Frail, silent, tiny steps clicked on the smooth surface. He could see her shadow passing over him, emphasizing the girl to the point where she looked like a Valkyrie with a brandished blade and a cape caught in a heavenly dash of wind. She threaded as softly as a doe until she finally positioned herself in front of the kneeling man. He couldn’t look up. His eyes managed to reach the brim of her furry coat, but refused to proceed, the disgrace and the guilt pressing them down to their rightful subjugated place. And for the first time in his life Letho Ravenheart felt the meaning of true fear. Because there was a good possibility that the eyes that looked down on his right now, looked down with loathe and hate, and both would make him lose everything. His life, his soul, and everything he ever loved.

Myrhia stood before him for what seemed a century spent in agony of anticipation until she finally lowered herself to her knees as well. Her two pallid lank hands placed the argent blade on the ground between them before they tranquilly settled in her lap. There was no loathing in her eyes, no hatred, no fake smile on her lips, no disappointment. Just a look that was one part dread and two parts disarray. “So what do we do now, Letho?” she finally asked in a silent broken voice filled with fright. She didn’t know where do they go from here or was there a place to go from here and that was what scared her the most. Letho’s face was pale and woeful, offering no insurances that were usually a hallmark of his visage.

“I don’t know. I guess it’s up to you. This...” he motioned with his hands towards his fatigued body clad in the tattered black coat. “...this is not the man you once loved, the man for whom you transcended time and space. That man would have never done what I did today. What is left...” he continued, shaking his head wearily. “I can’t ask you to take your chance with what is left.”

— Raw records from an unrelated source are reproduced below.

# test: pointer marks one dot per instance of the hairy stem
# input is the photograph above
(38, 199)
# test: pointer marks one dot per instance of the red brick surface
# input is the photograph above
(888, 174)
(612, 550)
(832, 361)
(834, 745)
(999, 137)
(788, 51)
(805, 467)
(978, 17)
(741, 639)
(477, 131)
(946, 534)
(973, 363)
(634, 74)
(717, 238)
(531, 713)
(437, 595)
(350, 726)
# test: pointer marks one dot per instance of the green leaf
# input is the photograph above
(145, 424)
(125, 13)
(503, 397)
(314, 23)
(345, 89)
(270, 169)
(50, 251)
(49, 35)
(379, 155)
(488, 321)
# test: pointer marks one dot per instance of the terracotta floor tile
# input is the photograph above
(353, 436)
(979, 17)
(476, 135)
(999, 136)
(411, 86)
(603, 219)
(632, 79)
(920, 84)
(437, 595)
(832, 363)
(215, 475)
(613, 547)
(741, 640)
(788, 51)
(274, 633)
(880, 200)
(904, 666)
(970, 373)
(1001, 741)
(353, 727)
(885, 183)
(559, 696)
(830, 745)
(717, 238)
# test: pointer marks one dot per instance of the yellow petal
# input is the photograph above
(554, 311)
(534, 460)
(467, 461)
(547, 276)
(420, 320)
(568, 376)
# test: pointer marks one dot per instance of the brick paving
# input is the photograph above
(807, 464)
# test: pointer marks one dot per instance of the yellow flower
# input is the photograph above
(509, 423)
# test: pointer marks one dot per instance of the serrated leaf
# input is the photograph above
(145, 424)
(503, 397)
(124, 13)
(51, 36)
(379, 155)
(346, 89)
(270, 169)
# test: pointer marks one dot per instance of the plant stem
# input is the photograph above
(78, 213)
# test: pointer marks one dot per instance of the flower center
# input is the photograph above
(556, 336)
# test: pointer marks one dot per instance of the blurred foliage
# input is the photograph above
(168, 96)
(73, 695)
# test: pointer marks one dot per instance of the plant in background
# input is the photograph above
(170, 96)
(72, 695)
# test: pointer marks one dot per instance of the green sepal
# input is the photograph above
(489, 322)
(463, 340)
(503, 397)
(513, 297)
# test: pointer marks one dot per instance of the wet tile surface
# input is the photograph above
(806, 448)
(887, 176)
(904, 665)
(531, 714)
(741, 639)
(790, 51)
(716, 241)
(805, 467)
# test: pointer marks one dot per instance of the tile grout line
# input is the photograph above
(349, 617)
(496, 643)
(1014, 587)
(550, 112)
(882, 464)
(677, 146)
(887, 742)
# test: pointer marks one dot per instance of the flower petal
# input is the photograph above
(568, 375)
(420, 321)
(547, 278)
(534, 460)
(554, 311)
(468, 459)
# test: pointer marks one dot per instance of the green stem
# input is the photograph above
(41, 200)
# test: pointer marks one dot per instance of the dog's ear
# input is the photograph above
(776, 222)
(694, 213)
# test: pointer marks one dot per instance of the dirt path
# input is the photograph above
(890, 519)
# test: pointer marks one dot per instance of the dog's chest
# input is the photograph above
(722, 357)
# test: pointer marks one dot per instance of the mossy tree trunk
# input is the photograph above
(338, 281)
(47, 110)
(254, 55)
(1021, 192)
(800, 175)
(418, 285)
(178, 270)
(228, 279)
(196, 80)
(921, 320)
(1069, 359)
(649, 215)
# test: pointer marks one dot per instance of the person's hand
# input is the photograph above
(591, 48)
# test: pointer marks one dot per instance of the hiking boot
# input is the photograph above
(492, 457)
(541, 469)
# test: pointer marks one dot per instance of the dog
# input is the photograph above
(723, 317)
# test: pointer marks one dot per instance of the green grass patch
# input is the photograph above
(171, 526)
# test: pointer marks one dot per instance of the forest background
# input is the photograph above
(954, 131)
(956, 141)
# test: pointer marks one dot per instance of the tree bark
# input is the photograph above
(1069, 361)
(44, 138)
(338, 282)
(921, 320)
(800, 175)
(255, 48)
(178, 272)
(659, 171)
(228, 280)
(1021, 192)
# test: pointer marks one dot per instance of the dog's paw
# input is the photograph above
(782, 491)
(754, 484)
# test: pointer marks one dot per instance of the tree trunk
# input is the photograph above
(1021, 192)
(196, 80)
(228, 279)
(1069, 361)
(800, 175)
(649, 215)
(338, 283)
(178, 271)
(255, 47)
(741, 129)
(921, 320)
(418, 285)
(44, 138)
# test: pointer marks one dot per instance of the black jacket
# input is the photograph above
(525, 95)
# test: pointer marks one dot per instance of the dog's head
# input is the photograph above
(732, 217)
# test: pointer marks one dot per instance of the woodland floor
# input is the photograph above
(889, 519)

She looked up at his face wordlessly, expressionlessly. Her usually decipherable visage, that was the very reflection of what went on behind those gorgeous green eyes of her, was a perfect poker face. But then she cocked her head ever so slightly, as if she was making an estimation of some sort and her hand moved slowly. They touched his cheeks, traced down the line of his jaw, passed over his forehead as soft as a feather, rummaged through his tousled hair, searching over his face as a blind man would if he wanted to get a mental image of the person he is speaking to. Her eyes, those piercing jewels of candor, never moved away from his own. Her hands finally made a stop at his frowned brow and her thumbs gently ironed out the crease on his forehead. It made her smile meekly, tenderly, like a rose timidly opening its petals to the cold dewy dawn.

“There is still enough of the Letho I know here.” she said in little over a whisper, her face now softening up a little bit as her hands came to rest on his broad shoulders.

“Are you certain?” he asked, his meaty tainted hands not daring to touch the perfection that was Myrhia at this moment... at every moment.

She was. Selena’s death was something she would never forget, something that quite possibly murdered the child in Myrhia and tore away a portion of her love for Letho. But there was still so much goodness and chivalry and honor left there. Men fall all the time, stumbling over the foul deeds and succumbing to their innermost desires. But a fall doesn’t make a man fallen. It is not getting up that does and she would not allow Letho to fade away into the glum image of desperation and wickedness. Her tiny hands took one of his own resolutely, pulling him up to his feet before she reached for the Blade of the Judicator and freely offered it to him. It didn’t call him anymore, it was just a blade like any other to him. All the tantalizing power contained within that piece of metal responded to its rightful owner and it wasn’t Letho. That’s why, when he took it, nothing spectacular happened.

“Yes, I am certain. Now let us bring an end to this.” she spoke in a voice so much stronger then his own at this moment. With her free hand Myrhia made a motion through the warm air and a bright flash sparked for a fraction of a second, opening up a wide round portal. Despite everything that occurred, they left the sunny land of Nyd just the way they arrived in Corone months before; hand in hand. They walked as lovers, as soulmates... As one.